Volkert Haas compared Hittite spring goddesses to Greek nymphs. He proposed that in art they were depicted as young women pouring water out of vessels. This motif is attested in art of both Anatolia and Mesopotamia, with multiple examples discovered during the excavations of the Old Babylonian palace of Zimri-Lim in Mari. Similar figures were sometimes depicted alongside mountain gods in both regions, for example on a relief from Assur.

===Proposed identification with other deities===
Charles W. Steitler suggests that Aššiyanza (Aššiyaza), "beloved", a deity who appears in offering lists either immediately after Ḫašamili or after both him and Kuwannaniya, might have been either an alternate name or title of her designating her as his concubine, or alternatively a closely related goddess of similar character.
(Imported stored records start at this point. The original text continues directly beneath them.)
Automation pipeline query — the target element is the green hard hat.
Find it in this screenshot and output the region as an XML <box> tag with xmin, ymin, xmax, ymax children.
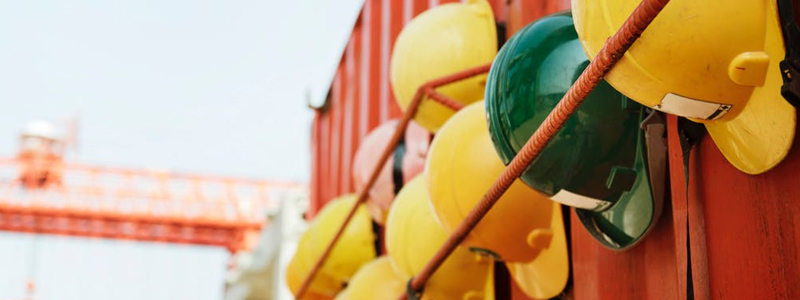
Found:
<box><xmin>484</xmin><ymin>12</ymin><xmax>667</xmax><ymax>250</ymax></box>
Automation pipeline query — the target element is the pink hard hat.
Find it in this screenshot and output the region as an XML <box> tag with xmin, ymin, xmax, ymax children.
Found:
<box><xmin>352</xmin><ymin>120</ymin><xmax>430</xmax><ymax>225</ymax></box>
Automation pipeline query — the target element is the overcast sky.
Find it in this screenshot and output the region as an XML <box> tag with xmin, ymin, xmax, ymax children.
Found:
<box><xmin>0</xmin><ymin>0</ymin><xmax>362</xmax><ymax>181</ymax></box>
<box><xmin>0</xmin><ymin>0</ymin><xmax>362</xmax><ymax>299</ymax></box>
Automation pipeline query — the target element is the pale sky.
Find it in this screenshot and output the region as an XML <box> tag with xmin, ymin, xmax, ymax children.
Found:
<box><xmin>0</xmin><ymin>0</ymin><xmax>363</xmax><ymax>299</ymax></box>
<box><xmin>0</xmin><ymin>0</ymin><xmax>363</xmax><ymax>181</ymax></box>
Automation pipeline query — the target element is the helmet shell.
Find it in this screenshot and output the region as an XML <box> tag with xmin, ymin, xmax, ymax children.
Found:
<box><xmin>426</xmin><ymin>101</ymin><xmax>569</xmax><ymax>298</ymax></box>
<box><xmin>485</xmin><ymin>13</ymin><xmax>659</xmax><ymax>250</ymax></box>
<box><xmin>352</xmin><ymin>120</ymin><xmax>429</xmax><ymax>224</ymax></box>
<box><xmin>297</xmin><ymin>195</ymin><xmax>377</xmax><ymax>297</ymax></box>
<box><xmin>385</xmin><ymin>175</ymin><xmax>493</xmax><ymax>300</ymax></box>
<box><xmin>390</xmin><ymin>0</ymin><xmax>497</xmax><ymax>133</ymax></box>
<box><xmin>573</xmin><ymin>0</ymin><xmax>796</xmax><ymax>174</ymax></box>
<box><xmin>285</xmin><ymin>253</ymin><xmax>336</xmax><ymax>300</ymax></box>
<box><xmin>332</xmin><ymin>257</ymin><xmax>405</xmax><ymax>300</ymax></box>
<box><xmin>574</xmin><ymin>0</ymin><xmax>778</xmax><ymax>121</ymax></box>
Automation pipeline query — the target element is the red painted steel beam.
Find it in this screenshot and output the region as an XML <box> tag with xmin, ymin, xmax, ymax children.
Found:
<box><xmin>0</xmin><ymin>203</ymin><xmax>262</xmax><ymax>252</ymax></box>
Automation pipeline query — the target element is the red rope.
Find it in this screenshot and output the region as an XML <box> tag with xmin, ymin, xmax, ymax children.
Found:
<box><xmin>293</xmin><ymin>64</ymin><xmax>490</xmax><ymax>299</ymax></box>
<box><xmin>396</xmin><ymin>0</ymin><xmax>672</xmax><ymax>299</ymax></box>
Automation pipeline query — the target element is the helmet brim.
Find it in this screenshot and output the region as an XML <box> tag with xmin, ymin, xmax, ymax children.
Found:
<box><xmin>505</xmin><ymin>203</ymin><xmax>570</xmax><ymax>299</ymax></box>
<box><xmin>704</xmin><ymin>71</ymin><xmax>796</xmax><ymax>174</ymax></box>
However, he states that the nature of associations between deified natural features and other members of the Hittite pantheon remains poorly researched.

==Worship==
The worship of Kuwannaniya could take place either outdoors, near a body of water she was believed to represent, or in temples. References to offerings to her and other deified springs being made through windows presumably refer to placing them outside a temple, though possibly a receptacle was used instead of the sacrifice being poured or thrown to the ground. The text CTH 617 prescribes offering loaves of bread to her through the window of a shrine, presumably implying that a natural feature located outside is meant in this case.

Kuwannaniya was worshiped by Hittites and Luwians in Tauriša and other settlements located on the banks of the river Zuliya. (Note: It is assumed to be the Hittite name of the Çekerek River.) She was invoked as one of the deities of this city in the AN.TAḪ.ŠUM festival (CTH 617).

In Zalpa Kuwannaniya was worshiped in the form of a ḫuwaši stele, as attested in a text dated from the second half of the thirteenth century BCE dealing with celebrations held during a visit of a prince from the ruling family in the city. However, as pointed out by Piotr Taracha she was not a native deity in this area, and she might have been introduced to the local pantheon after the city was rebuilt, which might have involved population transfer from an area where she was better established, like the Zuliya basin.

Reference to Kuwannaniya being worshiped in the form of a ḫuwaši is also known from a text dealing with the pantheons of three northern Hittite cities whose names are not preserved, in which she occurs alongside deities such as Iyarri, Iyaya, Milku, the sun goddess of the Earth, and others. She and Iyaya were also worshiped together in the city of Annitešša. (Note: It has been proposed that the latter also was a spring goddess.)

According to the text CTH 510, Kuwannaniya was also worshiped in Mallitta. This city is already mentioned in the Old Assyrian texts from Kanesh, and was most likely located near it, further to the west, in the proximity of middle Kızılırmak River. (Note: It was known to the Hittites as Marassanta.)

In Zikmar, a city located near Hapatha and Kaštama, celebrations focused on the local storm god took place near a spring named Kuwannaniya.